Do You Feel In Charge?

Are You in Charge of Your Life?

My favorite part of the Dark Knight Rises is when Bane asks in his creepy voice, “Do you feel in charge?” It’s really a great question. As adults we really are only in charge of one thing–our own lives. We are supposed to take responsibility for all that happens to us in our lives, not complaining when things don’t go our way and not apologizing when things go well for us. As humans, we try to control and mold our environment through technology, philosophy and many other avenues available to us. But I know firsthand that we don’t always feel in control. All of us at some point have complained about something wrong that has happened to us. Sometimes the complaining is justified–it might even feel good to vent. But I wonder, does it do any good?

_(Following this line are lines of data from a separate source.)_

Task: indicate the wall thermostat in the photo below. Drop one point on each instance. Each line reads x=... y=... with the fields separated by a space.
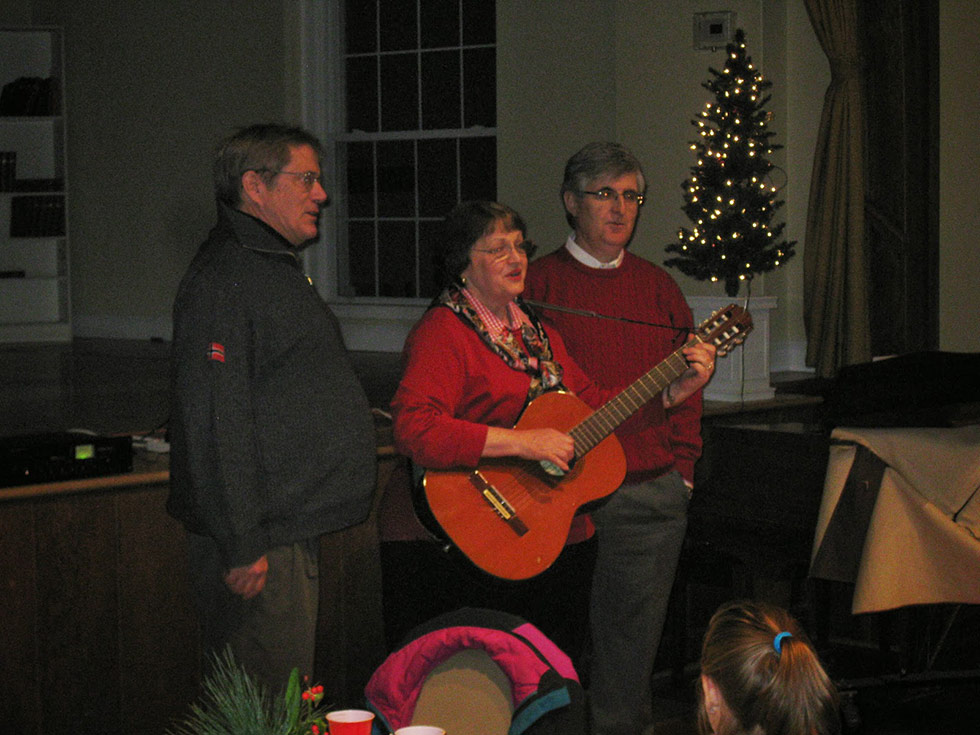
x=713 y=30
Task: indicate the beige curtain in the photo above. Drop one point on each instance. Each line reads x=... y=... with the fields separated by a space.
x=835 y=290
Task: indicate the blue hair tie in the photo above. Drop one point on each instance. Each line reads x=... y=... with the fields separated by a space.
x=777 y=642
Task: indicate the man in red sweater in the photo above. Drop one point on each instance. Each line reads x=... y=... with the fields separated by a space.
x=641 y=527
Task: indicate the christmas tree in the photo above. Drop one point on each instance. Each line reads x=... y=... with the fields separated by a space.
x=729 y=197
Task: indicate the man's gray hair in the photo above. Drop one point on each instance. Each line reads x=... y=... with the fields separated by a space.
x=265 y=149
x=597 y=160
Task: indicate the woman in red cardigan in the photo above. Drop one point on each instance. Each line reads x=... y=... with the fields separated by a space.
x=470 y=365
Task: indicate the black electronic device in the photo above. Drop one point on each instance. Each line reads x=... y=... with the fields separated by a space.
x=60 y=456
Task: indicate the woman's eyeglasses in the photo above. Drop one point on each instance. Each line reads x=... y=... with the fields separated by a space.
x=501 y=252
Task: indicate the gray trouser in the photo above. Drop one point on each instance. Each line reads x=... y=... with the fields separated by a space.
x=640 y=531
x=273 y=632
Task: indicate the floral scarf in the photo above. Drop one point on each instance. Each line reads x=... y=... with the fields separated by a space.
x=536 y=359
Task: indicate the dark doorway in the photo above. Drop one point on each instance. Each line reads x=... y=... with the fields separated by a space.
x=900 y=44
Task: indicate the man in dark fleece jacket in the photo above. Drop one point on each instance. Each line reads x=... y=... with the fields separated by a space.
x=272 y=442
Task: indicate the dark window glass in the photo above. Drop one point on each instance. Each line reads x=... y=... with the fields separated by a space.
x=398 y=25
x=359 y=26
x=440 y=90
x=362 y=94
x=360 y=179
x=478 y=168
x=440 y=23
x=479 y=88
x=396 y=259
x=396 y=178
x=429 y=234
x=437 y=177
x=399 y=92
x=360 y=254
x=479 y=22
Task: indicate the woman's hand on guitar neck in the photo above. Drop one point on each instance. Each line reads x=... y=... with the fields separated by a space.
x=700 y=358
x=537 y=444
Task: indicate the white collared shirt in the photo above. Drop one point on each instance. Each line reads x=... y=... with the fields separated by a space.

Aristotle posed the question to his students, “What is the good in it?” He was referring to the deeds we engage is as human beings. With every deed, we should be able answer “What’s the good in it?” If the answer is nothing, we are not supposed to engage in the activity. Of course, this philosophy presupposes that humans do all things with the end-goal of achieving some goodness. This is debatable in regards to humanity as a whole. But, I’d like to keep the focus on you. You are, of course, a good person dedicated to improving yourself physically and emotionally. You wouldn’t be reading this otherwise. So, Aristotle poses a valuable question for all of us. In everything we do, we should ask, “What’s the good in it?” This is one way of taking control of our lives and our environment. By focusing on what good we can do, we can control our actions and therefore positively affect our environment–even possibly control it to the greatest extent possible, something we try to do as humans.

So, are you in charge of your life? Do you own yourself? If the answer is no, then who controls you? Of course you are in charge and responsible for your own life. While things may happen to us that we cannot control, we can control our reaction to them. And I would suggest, when reacting to these external events, ask yourself, “What’s the good in it?” If there is no good in your reaction, why do it? Will it help you to complain? To retaliate? To whine in social media? Will people think more of you or less of you? What will you think of yourself? So ask yourself what Bane asked, “Do you feel in charge?” Because you are in charge. What are you going to do about it?